Bong-Kyu Ahn, Korean (1938 - )

O Jung was born in the year 1938 in a small farm-town in Choong-Nam County, Korea. Enrolling in the Surabul Art College, Seoul in 1958 he studied privately under well-known artists including So Jung, Bun Kwan Shik, from whom he learned the basic techniques of Oriental Painting. Several of his paintings were accepted by the National Contest Exhibition and he taught high school in Korea. O Jung took part in many collective exhibitions and had a dozen one-man shows in Korea and abroad. In 1973 he was one of 13 artists invited to the Bando Gallery in Seoul for its exhibition of Western and Oriental painting in Korea. Three years later he was teaching at Choong-Ang University. He became interested in plants and began to paint most kinds of flowers.
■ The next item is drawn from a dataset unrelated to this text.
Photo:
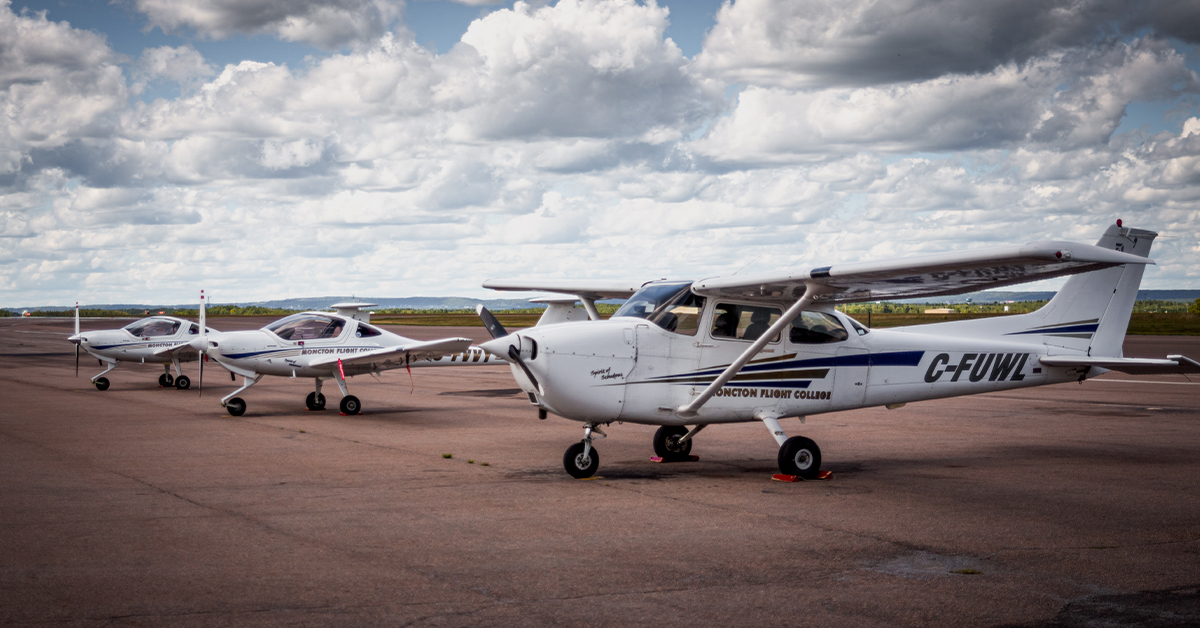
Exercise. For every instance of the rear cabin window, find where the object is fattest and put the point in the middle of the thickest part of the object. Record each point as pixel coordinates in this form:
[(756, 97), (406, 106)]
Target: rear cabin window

He started to exhibit his favorite themes: persimmons, banana plants, and water lillies in 1978. He painted persimmons in many forms not limited to realism but extending into platicism and abstraction.

O Jung was chosen as a member of the Korean Artists Association in 1977 and belonged to a committee responsible for accepting works for its exhibitions. The first time his work was introduced through one of its shows was in 1977 in Japan for Asian Artists. He was sent to the show as a representative of Korea. In 1979 his work was sent to Venezuela for exhibition. O Jung wanted to expand his artistic world internationally and for this reason he traveled to many countries in both Asia and Europe. He also took part in a group exhibition in 1980 with artists from Korea, China, and Japan and had one-man exhibitions in Arabia and New York. In 1984 he traveled to San Francisco for another one-man show and in the same year was given a solo exhibition by the National Museum in Sweden. In 1995 he began to paint large scale paintings during a stay in New York as a distinguished professor at Mercy College, however, his interest in the small world never went away. It is also during this stay the O Jung invented the technique of Woodcarved painting. He continues to experiment with forms and techniques in order to widen his diversity and range of esthetical and emotional experiences.

Woodcarved Painting

O Jung begins with a sheet of wood and carves out his desired object’s shape in it in order to get the volume of it. The process is not limited to wood. Any medium, such as stone, can be used. Then it would be called Stonecarved Painting, but the esthetic remains the same. The next step is quite interesting; He fills the impressions with the raw material used for paper production and allows it to dry. When the paper is removed from the wood the result is a raised impression of the object –a sort-of three dimensional paper. He then proceeds to paint over this paper to create the finished painting. In his paintings, volume appears as a symbol, concept, rhythm, or motion whose effect is increased by his technical brushstrokes. It is in this method that he presents his solution for two-dimensional painting in a three-dimensional world. He had learned to paint from nature and could readily abstract subject matter by virtue of his primary commitment to the landscape and still life –motifs free of the psychological tensions implicit in the human image.